|Kenyan Nobel Peace Prize laureate Wangari Maathai |
African civic activists are optimistic that a new African Union committee will provide a vehicle for people at the grassroots level of society to present their views to the continent's leaders.
The African Union's Economic, Social and Cultural Council, aims to link civic groups with the pan-African organization and the continent's leaders.
Kenyan Nobel Peace Prize laureate Wangari Maathai, who heads the council, says it is a forum where the citizenry can challenge governments to be more accountable and effective.
"We recognize that as an exceptional opportunity for the first time in Africa, where African heads of states are opening doors and embracing voices from their people," said Ms. Maathai. "We all know our history, how the ordinary African people have not really been very much involved in the decision-making process, even at the national level."
Deputy presiding officer from West Africa Ayodele Aderinwale says the council will also enable ordinary Africans to shape the policies of the African Union.

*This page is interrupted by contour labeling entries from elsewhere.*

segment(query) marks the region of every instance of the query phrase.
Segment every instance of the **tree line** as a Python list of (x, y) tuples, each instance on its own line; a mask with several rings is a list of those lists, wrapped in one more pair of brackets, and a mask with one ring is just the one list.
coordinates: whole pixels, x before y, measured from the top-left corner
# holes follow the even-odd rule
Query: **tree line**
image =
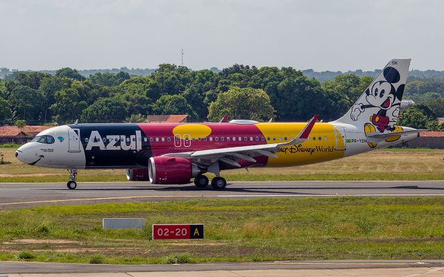
[[(85, 78), (70, 68), (53, 75), (15, 72), (0, 81), (0, 123), (141, 122), (147, 114), (188, 114), (189, 121), (197, 122), (219, 121), (225, 114), (230, 119), (303, 121), (318, 114), (331, 120), (346, 112), (372, 80), (340, 74), (321, 82), (291, 67), (240, 64), (218, 72), (163, 64), (148, 76), (121, 71)], [(422, 106), (409, 109), (416, 109), (406, 118), (416, 118), (413, 111), (419, 112), (427, 122), (422, 118), (414, 124), (442, 127), (432, 122), (444, 116), (443, 80), (409, 80), (404, 98), (418, 96)]]

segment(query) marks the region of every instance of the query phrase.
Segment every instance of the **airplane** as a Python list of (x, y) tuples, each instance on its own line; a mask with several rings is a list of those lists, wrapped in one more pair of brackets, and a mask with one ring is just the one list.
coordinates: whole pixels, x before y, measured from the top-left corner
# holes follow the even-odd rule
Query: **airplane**
[(287, 167), (341, 159), (411, 141), (420, 129), (396, 124), (410, 59), (391, 60), (353, 106), (332, 122), (105, 123), (54, 127), (20, 147), (34, 166), (66, 168), (69, 189), (79, 169), (126, 169), (129, 181), (209, 184), (223, 189), (221, 171)]

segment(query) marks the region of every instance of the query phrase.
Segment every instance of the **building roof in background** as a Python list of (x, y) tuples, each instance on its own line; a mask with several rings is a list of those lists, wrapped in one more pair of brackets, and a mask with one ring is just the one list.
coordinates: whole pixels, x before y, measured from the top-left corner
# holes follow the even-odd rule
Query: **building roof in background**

"You are going to have an African Union, in which there is the chance for the leader of a peasant association in the backwood town anywhere in Africa can contest and be elected from the national platform, and be part of [the] inter-regional assembly, and can be part of the decision-making process for the African Union," he said.
The Economic, Social and Cultural Council's work is divided into what it calls 10 clusters, dealing with everything from peace and security to infrastructure and energy, rural economy and agriculture, and social affairs and health.
The representative from the North African standing committee, Amany Asfour, explains what the human resources, science and technology cluster intends to do.
"It will be one of the major role[s] to get together all the scientists of Africa and to see how to have a work plan for the development of scientific research and development in Africa," said Ms. Asfour. "It is one of the plan[s] of the cluster to convene a very big conference for science and technology, gather all the stakeholders for the enabling environment of investment in scientific research."
Officials say the council also aims to have African countries raise money to finance the African Union, so that it could be considered a truly African institution.
One proposal on the table is for African governments to impose a tax on airline tickets, the proceeds of which would go to fund the African Union's poverty reduction, health and education programs. It is estimated such a move would raise at least $440 million a year.
The African Union is a pan-continental organization, launched in 2002 and headquartered in Ethiopia, which brings together heads of states and others to promote peace and development. It is widely touted as being the African solution to Africa problems.